A significant portion of the Wellness Center’s work is in the field of mental health, and depression, thoughts of suicide and grief therapy are all dealt with in a comprehensive manner, she said.

“It’s a shame, because so many people don’t even know these programs exist,” she said. “There is a real need her for what’s being offered, and I’m trying to do what I can to get the word out there.”

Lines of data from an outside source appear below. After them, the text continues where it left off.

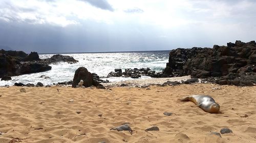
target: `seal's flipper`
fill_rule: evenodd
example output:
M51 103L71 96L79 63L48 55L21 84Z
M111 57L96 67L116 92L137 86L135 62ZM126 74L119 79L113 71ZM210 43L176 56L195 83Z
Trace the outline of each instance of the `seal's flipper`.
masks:
M187 102L187 101L189 101L189 97L187 97L183 99L179 99L179 101L181 102Z

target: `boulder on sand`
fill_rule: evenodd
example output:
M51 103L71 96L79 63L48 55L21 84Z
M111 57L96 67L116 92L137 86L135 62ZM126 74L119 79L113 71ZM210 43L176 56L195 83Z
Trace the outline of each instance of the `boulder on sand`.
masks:
M90 87L93 85L97 88L103 88L102 87L104 87L93 79L93 75L84 67L80 67L76 70L73 79L72 88L76 88L81 80L83 81L82 85L86 88Z

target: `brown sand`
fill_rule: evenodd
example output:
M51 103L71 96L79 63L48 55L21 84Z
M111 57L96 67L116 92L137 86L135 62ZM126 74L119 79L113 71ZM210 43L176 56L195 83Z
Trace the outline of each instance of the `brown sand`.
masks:
M217 87L221 89L212 89ZM1 143L256 142L255 86L198 83L112 91L25 87L26 93L20 88L0 88ZM210 114L192 102L177 101L193 94L211 95L224 113ZM174 114L166 116L165 111ZM135 130L132 135L110 130L125 122ZM160 131L144 131L154 126ZM233 133L221 138L208 134L224 127Z

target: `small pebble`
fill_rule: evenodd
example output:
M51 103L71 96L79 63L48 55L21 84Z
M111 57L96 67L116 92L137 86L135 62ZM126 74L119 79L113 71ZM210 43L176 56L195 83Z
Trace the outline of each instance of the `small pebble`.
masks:
M218 133L218 132L211 132L210 133L209 133L209 135L211 135L211 134L214 134L214 135L217 135L219 136L220 136L220 137L221 137L221 135L220 133Z
M152 127L151 128L147 128L145 130L145 131L159 131L159 128L156 126Z
M166 116L170 116L173 114L173 113L172 112L165 112L163 113L163 114L166 115Z
M229 128L223 128L221 130L221 133L222 134L229 133L233 133L233 131Z
M19 89L19 91L21 92L24 92L24 93L26 92L26 90L24 88L21 88L20 89Z

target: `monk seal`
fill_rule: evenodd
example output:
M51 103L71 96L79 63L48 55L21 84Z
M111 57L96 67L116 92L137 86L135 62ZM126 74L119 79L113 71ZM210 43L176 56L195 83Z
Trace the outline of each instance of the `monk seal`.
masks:
M192 101L197 105L197 106L207 112L217 113L220 111L220 105L215 102L211 97L208 95L195 95L179 99L179 101L181 102Z

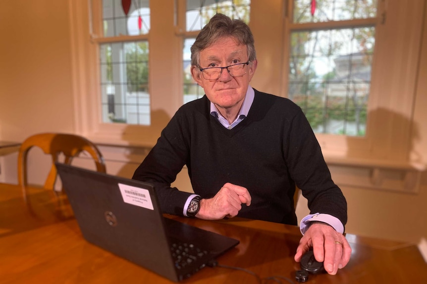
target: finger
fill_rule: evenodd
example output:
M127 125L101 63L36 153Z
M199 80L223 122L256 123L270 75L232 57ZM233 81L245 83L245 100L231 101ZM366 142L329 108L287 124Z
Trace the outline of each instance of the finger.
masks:
M297 247L297 251L294 256L294 259L297 262L301 261L303 255L310 249L310 246L306 240L307 239L304 239L304 237L302 238L298 247Z
M342 255L341 258L341 261L338 264L338 268L341 269L347 265L348 262L350 261L350 258L351 256L351 247L349 244L348 242L345 238L343 238L343 246L342 246Z
M340 242L335 242L335 255L333 259L333 270L331 273L332 275L336 274L338 269L338 265L341 262L341 258L342 256L342 243Z
M323 266L326 272L329 274L334 274L334 271L338 269L338 262L341 258L341 253L342 248L340 248L340 251L337 251L338 248L341 246L340 242L335 243L335 238L332 237L325 238L324 243L324 259L323 261ZM336 259L336 253L339 253L339 257L335 262ZM335 272L336 273L336 272Z
M252 199L251 195L249 194L249 192L246 188L230 183L224 184L223 187L226 187L234 192L238 196L241 203L245 203L248 206L251 205Z

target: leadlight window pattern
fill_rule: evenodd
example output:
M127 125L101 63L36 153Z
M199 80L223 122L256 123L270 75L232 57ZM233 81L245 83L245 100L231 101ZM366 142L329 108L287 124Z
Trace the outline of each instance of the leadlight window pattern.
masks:
M150 125L146 41L100 46L103 121Z
M295 0L294 22L375 17L376 1ZM308 12L308 11L309 11ZM365 136L374 26L291 31L288 96L316 133Z
M149 125L148 41L120 39L148 34L149 1L103 0L102 11L112 41L99 44L102 121Z
M216 13L221 13L232 19L239 19L249 23L250 0L187 0L186 31L200 31ZM203 88L198 85L191 77L190 48L195 38L184 39L182 53L183 68L183 103L201 98L205 95Z

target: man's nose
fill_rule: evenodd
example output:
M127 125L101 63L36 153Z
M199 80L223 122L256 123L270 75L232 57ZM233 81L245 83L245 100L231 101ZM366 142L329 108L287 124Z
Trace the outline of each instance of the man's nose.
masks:
M222 72L221 72L221 75L219 76L219 81L227 82L231 81L232 79L233 76L230 75L227 68L223 69Z

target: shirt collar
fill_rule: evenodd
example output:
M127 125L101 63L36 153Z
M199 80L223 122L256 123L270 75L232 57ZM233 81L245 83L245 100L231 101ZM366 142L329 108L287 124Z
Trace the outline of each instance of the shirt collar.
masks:
M240 118L242 115L245 118L248 116L248 113L249 112L249 110L251 109L252 103L254 102L254 98L255 97L255 91L251 86L249 86L248 87L248 90L246 91L246 95L245 96L245 98L243 99L243 103L242 104L242 106L240 107L239 113L237 114L238 118ZM216 107L212 102L211 102L211 115L217 118L218 116L221 115L218 109L216 108Z

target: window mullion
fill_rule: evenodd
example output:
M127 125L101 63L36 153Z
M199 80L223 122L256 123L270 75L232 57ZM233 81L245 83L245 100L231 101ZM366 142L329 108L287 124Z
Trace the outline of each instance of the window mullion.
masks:
M373 27L375 26L377 24L378 21L377 18L369 18L345 21L330 21L301 24L289 23L289 28L291 31L317 31L338 28Z

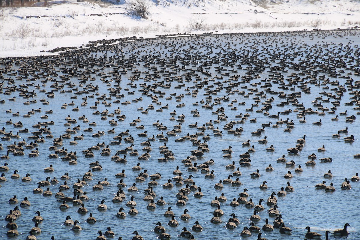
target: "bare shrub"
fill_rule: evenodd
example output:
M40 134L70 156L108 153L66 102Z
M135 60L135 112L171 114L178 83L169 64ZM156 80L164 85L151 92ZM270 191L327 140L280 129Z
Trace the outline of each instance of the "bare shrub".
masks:
M310 26L314 28L317 28L321 23L321 20L319 18L316 19L312 19L310 21Z
M30 29L29 29L27 25L24 23L21 23L19 25L16 29L16 32L17 35L22 39L24 39L27 37L30 33Z
M147 15L150 13L149 9L151 6L148 2L146 0L133 0L129 5L130 14L147 19Z
M202 14L198 14L193 15L188 22L191 28L199 29L203 26L205 20Z

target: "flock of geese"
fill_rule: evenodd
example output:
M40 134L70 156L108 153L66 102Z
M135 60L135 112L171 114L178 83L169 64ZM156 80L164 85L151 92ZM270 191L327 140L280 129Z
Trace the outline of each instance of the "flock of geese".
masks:
M285 134L294 128L301 127L299 126L302 124L307 126L304 129L318 127L327 118L334 116L336 117L331 121L342 121L348 127L339 129L330 137L343 139L344 144L356 141L356 135L352 135L356 134L355 127L351 124L356 124L356 115L360 114L356 112L360 110L358 90L360 81L355 80L360 75L360 62L356 56L358 46L351 43L318 42L300 46L297 39L306 37L312 40L316 38L320 40L328 37L356 36L359 33L354 30L276 34L281 40L274 40L273 44L269 43L275 39L275 35L272 36L270 34L138 39L118 45L83 48L51 58L39 56L0 59L0 104L10 106L7 110L2 107L1 110L3 127L0 130L0 153L4 153L0 157L3 163L0 167L1 185L14 186L18 184L16 183L18 181L28 183L27 186L33 188L34 194L49 198L44 201L54 204L58 202L61 212L57 214L63 214L63 225L74 231L82 231L83 223L73 221L70 214L63 212L71 208L69 204L78 208L76 210L78 214L89 214L86 222L93 225L90 228L94 231L97 220L89 212L93 209L88 210L86 207L89 199L98 201L97 210L100 213L106 210L106 204L112 202L119 209L114 216L125 221L128 215L139 214L136 207L139 203L136 200L140 199L135 199L139 198L135 193L144 191L143 200L148 203L146 208L149 210L170 204L163 214L165 219L168 219L167 225L159 221L153 223L154 227L151 226L151 217L141 219L151 226L149 227L154 227L153 232L158 239L196 239L197 234L203 230L200 223L207 221L208 216L204 215L203 218L194 221L189 213L196 210L188 207L190 210L185 209L179 217L172 207L186 207L184 206L187 205L191 207L192 202L195 203L196 199L204 196L202 190L207 192L207 189L214 188L222 192L221 196L212 198L208 205L197 207L205 209L210 205L214 208L213 216L208 219L214 225L212 228L218 227L217 225L225 226L242 237L255 235L258 240L266 239L264 236L272 231L291 234L292 229L285 226L287 222L283 220L286 213L278 209L282 201L278 198L297 191L291 186L291 180L294 173L305 170L293 160L288 160L287 157L301 155L307 136L302 134L302 137L296 140L299 137L297 136L292 141L293 145L288 146L288 152L280 153L282 157L268 162L261 167L262 168L251 170L248 174L247 171L256 160L251 159L258 150L254 143L257 142L260 146L268 143L270 145L273 137L265 135L272 128L283 128ZM261 44L258 44L258 41ZM293 50L295 48L296 51ZM345 52L346 55L341 53ZM318 95L311 102L303 102L305 100L302 97L318 89L321 90ZM346 99L346 94L350 99ZM61 101L63 103L59 104ZM192 110L182 110L187 109L184 102L192 103ZM141 107L132 107L140 104L143 104ZM28 107L19 107L23 104ZM338 111L344 106L347 108L345 112ZM283 110L284 109L288 109ZM58 114L58 117L52 117L64 112L67 113L64 117L59 118ZM138 113L138 117L129 119L129 116ZM307 122L311 118L309 116L314 115L318 116L318 121ZM204 119L202 116L211 116L212 119ZM165 120L168 117L168 121ZM268 119L260 120L264 117ZM149 121L153 119L157 121ZM175 122L176 124L172 124ZM100 129L99 125L107 126L108 130ZM258 128L254 130L254 126ZM184 129L189 131L184 133ZM242 144L234 141L232 146L227 146L222 150L224 160L211 157L214 148L221 144L218 140L222 136L235 139L247 133L251 133L254 137ZM348 133L352 135L348 136ZM259 136L263 136L260 139ZM103 141L107 136L113 139ZM80 148L85 145L82 143L84 140L87 141L86 146ZM177 157L178 146L185 146L189 142L193 149L186 158ZM158 149L155 149L158 145ZM320 146L318 152L327 151L325 146ZM239 155L234 154L244 148L247 150L242 150ZM272 152L275 151L276 147L271 145L264 149ZM151 155L161 157L157 159ZM318 159L315 153L307 157L307 160L303 163L306 166L315 167L318 160L322 163L333 160L330 157ZM212 159L199 163L207 157ZM360 154L354 158L360 158ZM41 170L55 176L33 181L33 178L37 180L37 172L27 172L21 163L31 161L32 158L49 162L51 164L47 164L48 167ZM237 160L233 160L234 159ZM229 164L225 166L224 161ZM177 166L171 169L168 166L173 165L163 164L171 162ZM268 182L262 180L262 184L256 190L241 181L247 175L252 178L262 180L266 173L274 171L272 164L276 162L284 163L286 171L281 177L283 176L287 185L278 192L272 192L268 198L260 199L256 204L250 193L266 190L269 188ZM70 167L64 174L57 169L57 166L76 166L78 163L86 163L87 168L82 173L72 172ZM119 171L113 163L123 169ZM128 164L133 167L130 168ZM157 164L158 168L153 167L158 169L156 172L148 173L148 170L144 169L146 168L144 166ZM288 170L293 168L293 171ZM232 173L221 176L220 173L224 172L222 170L217 175L220 168ZM265 173L262 173L263 170ZM129 172L132 173L127 176ZM103 181L97 175L99 172L106 176ZM164 176L171 174L173 177L167 177L163 184L159 183L162 177L163 180ZM78 179L73 177L79 174L82 176ZM331 171L329 170L323 176L326 181L319 181L322 183L314 188L334 192L337 190L337 186L341 185L342 190L350 190L352 187L351 182L359 180L356 172L341 184L333 183ZM215 177L222 180L216 181L215 185L206 184ZM204 182L200 180L204 178ZM116 179L119 180L117 185L110 183ZM205 183L197 186L195 181ZM226 195L229 194L225 190L222 191L226 189L226 186L243 185L243 191L238 196L231 196L230 203L227 202ZM99 199L97 196L97 193L109 188L114 190L112 199ZM8 188L6 191L15 189ZM54 190L57 192L53 192ZM168 191L174 193L172 200L162 196ZM21 209L31 209L36 214L32 219L35 227L21 231L28 233L26 239L36 239L36 236L41 234L41 223L51 219L43 219L41 208L32 209L29 196L23 200L18 200L17 195L21 194L12 193L15 195L9 200L10 205L2 206L9 209L9 214L3 216L7 222L6 235L9 237L21 235L17 224L21 221ZM170 202L175 203L170 204ZM266 206L262 205L262 202ZM231 214L229 212L225 214L221 209L228 204L233 207ZM251 209L253 214L246 217L247 223L237 218L240 212L236 207L239 206ZM270 208L265 211L267 207ZM268 217L264 221L262 218L264 214L259 213L266 212ZM231 217L225 219L226 216ZM343 222L344 219L339 220L339 225L345 224L343 228L327 231L321 234L312 231L310 226L307 226L304 230L305 238L319 239L324 234L326 239L331 239L329 234L347 236L347 228L350 224ZM131 220L129 221L131 224ZM166 228L181 226L181 221L193 222L191 230L183 227L176 236L167 232ZM264 224L260 223L262 222ZM122 223L120 222L119 227L109 226L106 230L99 230L97 236L95 231L94 238L104 240L118 237L121 240L122 237L119 236L122 232L112 230L120 228L123 234L126 231L121 228ZM238 231L238 227L242 230ZM153 237L143 237L133 230L132 240ZM51 239L55 238L62 237L52 236Z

Mike Whitenight was a great friend of this newspaper. Fifteen years ago he called the Reporter offices after getting a telephone call from the then mayor, Irene Elia, who was mounting a campaign to get local businesses to stop advertising with us and carrying the paper in their stores. Although he’d never advertised with us before, he offered to help.

“I didn’t serve in the United States Army to come home and have some politician try and shut down a newspaper,” he said.

That was the kind of guy he was.

Grieving is a very personal process, as anyone who’s experienced the sudden and unexpected death of a loved one can tell you. Kris Whitenight is handling it better than many.

“I’m OK,” she said. “Mike and I had a great love and were lucky enough to spend 30 years together. I loved him and he loved me.”

And it is that love, she said, that’s given her the strength to go on.